Na educação religiosa, a fé não é avaliada (impossível por definição), pois os detractores do sujeito reclamam. Avalia conhecimentos e conteúdos concretos e científicos: os nomes dos principais profetas, os reis de Israel, a localização do Mar Vermelho ou Monte Sinai, livros da Bíblia e a sua localização no Antigo ou Novo Testamento, sabendo desenhar um mapa de Israel no século I e localizar o rio Jordão, o lago Genesaré e as principais cidades da vida de Jesus, para citar alguns exemplos.

Este diálogo fé-cultura torna o tema da Religião uma área multidisciplinar, um compêndio de muitos campos do conhecimento: história, geografia, literatura, arte, música, cinema, filosofia, moral, ética, ciência... Assim, o aluno que frequenta e aproveita as aulas de Religião estará mais bem preparado do que outro aluno que não tenha Religião.

E não só para aqueles que estudam história da arte, como um licenciado nesta matéria me comentou não há muito tempo, mas eu próprio pude vivê-la num passeio cultural com crianças de 9 ou 10 anos de uma escola onde trabalhei anos atrás, ao Museu do Prado.

Ignorância, o grande inimigo

Além disso, a fé precisa de educação, e a ignorância é um dos seus maiores inimigos. A ignorância e a falta de educação fazem da nossa fé um gigante com pés de barro, que se desmorona sem nada.

Quantos jovens de famílias religiosas, que durante a sua infância e adolescência frequentaram até a paróquia e frequentaram os sacramentos, chegam à universidade ou começam a trabalhar, e dentro de poucos meses abandonam a sua vida de piedade e afastam-se da Igreja porque algum colega ou professor lhes disse que a Religião é tudo mentira, mitos que a ciência superou.

Fala-se-lhes da teoria da evolução das espécies, do Big Bang, ou de qualquer teoria da origem do universo, recomendam-se-lhes leituras de filósofos ateus bem argumentados, fala-se-lhes das riquezas da Igreja, da Inquisição... E depois esse jovem, ou esses jovens, sem formação adequada, sentem-se defraudados, enganados, enganados, derrotados... derrotados!

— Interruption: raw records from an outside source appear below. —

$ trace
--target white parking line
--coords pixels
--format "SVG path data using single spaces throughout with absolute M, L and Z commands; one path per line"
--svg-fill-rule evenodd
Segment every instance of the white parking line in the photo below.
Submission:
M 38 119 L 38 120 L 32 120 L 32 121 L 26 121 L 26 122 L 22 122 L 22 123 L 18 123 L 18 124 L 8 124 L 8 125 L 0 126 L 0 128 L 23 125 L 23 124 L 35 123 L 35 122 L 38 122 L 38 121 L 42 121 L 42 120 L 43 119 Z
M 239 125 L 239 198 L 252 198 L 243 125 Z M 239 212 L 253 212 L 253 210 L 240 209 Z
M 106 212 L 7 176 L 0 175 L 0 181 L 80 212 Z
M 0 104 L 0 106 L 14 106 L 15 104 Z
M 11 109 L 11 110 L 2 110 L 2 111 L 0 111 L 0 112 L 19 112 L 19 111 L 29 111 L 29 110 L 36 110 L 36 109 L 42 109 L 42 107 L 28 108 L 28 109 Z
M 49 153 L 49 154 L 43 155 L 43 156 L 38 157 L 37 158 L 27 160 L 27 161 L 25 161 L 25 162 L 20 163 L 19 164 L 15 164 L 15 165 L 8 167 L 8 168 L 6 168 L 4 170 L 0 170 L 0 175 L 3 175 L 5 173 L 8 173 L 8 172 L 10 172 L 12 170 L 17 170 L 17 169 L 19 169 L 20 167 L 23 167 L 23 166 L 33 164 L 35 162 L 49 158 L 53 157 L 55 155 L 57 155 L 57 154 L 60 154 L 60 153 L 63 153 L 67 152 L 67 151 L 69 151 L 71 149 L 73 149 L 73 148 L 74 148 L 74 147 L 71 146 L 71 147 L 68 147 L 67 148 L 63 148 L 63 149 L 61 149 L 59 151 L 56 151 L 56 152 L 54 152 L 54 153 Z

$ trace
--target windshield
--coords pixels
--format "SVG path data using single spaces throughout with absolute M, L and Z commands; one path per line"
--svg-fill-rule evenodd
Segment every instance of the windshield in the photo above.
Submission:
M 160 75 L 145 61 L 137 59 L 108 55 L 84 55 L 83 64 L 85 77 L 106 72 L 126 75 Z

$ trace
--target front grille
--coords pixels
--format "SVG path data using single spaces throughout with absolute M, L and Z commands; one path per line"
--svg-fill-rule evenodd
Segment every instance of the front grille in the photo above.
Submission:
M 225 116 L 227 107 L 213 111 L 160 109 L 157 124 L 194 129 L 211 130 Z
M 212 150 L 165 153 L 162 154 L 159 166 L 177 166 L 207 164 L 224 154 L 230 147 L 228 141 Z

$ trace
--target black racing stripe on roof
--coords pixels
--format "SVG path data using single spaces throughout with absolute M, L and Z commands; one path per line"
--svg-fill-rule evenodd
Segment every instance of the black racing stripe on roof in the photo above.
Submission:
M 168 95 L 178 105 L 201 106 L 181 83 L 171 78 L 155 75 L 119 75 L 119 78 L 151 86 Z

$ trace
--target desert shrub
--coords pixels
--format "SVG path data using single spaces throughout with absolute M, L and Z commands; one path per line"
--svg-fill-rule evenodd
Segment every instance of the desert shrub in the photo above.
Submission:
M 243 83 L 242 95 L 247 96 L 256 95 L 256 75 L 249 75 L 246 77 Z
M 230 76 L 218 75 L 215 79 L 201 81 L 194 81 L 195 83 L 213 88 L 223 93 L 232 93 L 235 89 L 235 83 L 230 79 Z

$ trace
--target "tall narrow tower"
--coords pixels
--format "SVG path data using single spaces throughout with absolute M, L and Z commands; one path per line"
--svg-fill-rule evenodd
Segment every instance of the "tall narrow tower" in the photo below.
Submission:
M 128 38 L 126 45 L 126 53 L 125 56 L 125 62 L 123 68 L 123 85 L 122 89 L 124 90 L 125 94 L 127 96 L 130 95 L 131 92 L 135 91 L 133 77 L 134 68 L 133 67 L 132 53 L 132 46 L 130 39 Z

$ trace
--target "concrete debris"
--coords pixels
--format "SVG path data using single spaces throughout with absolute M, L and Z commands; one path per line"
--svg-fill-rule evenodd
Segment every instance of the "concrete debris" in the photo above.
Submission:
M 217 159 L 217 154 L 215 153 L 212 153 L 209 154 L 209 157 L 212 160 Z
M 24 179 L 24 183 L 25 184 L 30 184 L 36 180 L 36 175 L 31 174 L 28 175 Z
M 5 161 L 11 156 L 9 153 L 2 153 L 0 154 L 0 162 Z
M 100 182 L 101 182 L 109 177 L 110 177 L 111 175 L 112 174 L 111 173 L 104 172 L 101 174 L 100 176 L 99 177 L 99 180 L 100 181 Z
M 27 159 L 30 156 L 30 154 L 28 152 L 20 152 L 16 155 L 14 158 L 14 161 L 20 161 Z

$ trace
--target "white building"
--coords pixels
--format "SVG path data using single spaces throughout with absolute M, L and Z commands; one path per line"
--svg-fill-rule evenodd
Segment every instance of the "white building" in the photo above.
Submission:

Com uma boa educação religiosa, incluindo uma exegese séria e rigorosa, o jovem será suficientemente forte e confiante para refutar todo este bombardeamento com argumentos sérios e científicos e ser vitorioso na defesa da sua fé sem complexos.

Mas voltando ao tema deste artigo, podemos dizer que é comum encontrar muitos cristãos adultos (mesmo com uma educação universitária) com a mesma educação que receberam quando se preparavam para receber a sua primeira Comunhão. Imagine o que aconteceria se as pessoas ficassem com o nível académico adquirido com a idade de oito ou nove anos em Língua ou Matemática. Bem, é assim que somos em matéria religiosa.

E se não acredita em mim, há os programas de perguntas e respostas televisivas e o que acontece quando fazem uma pergunta sobre religião: desde responder que os primeiros três reis de Israel foram os "magos", até dizer que há doze mandamentos.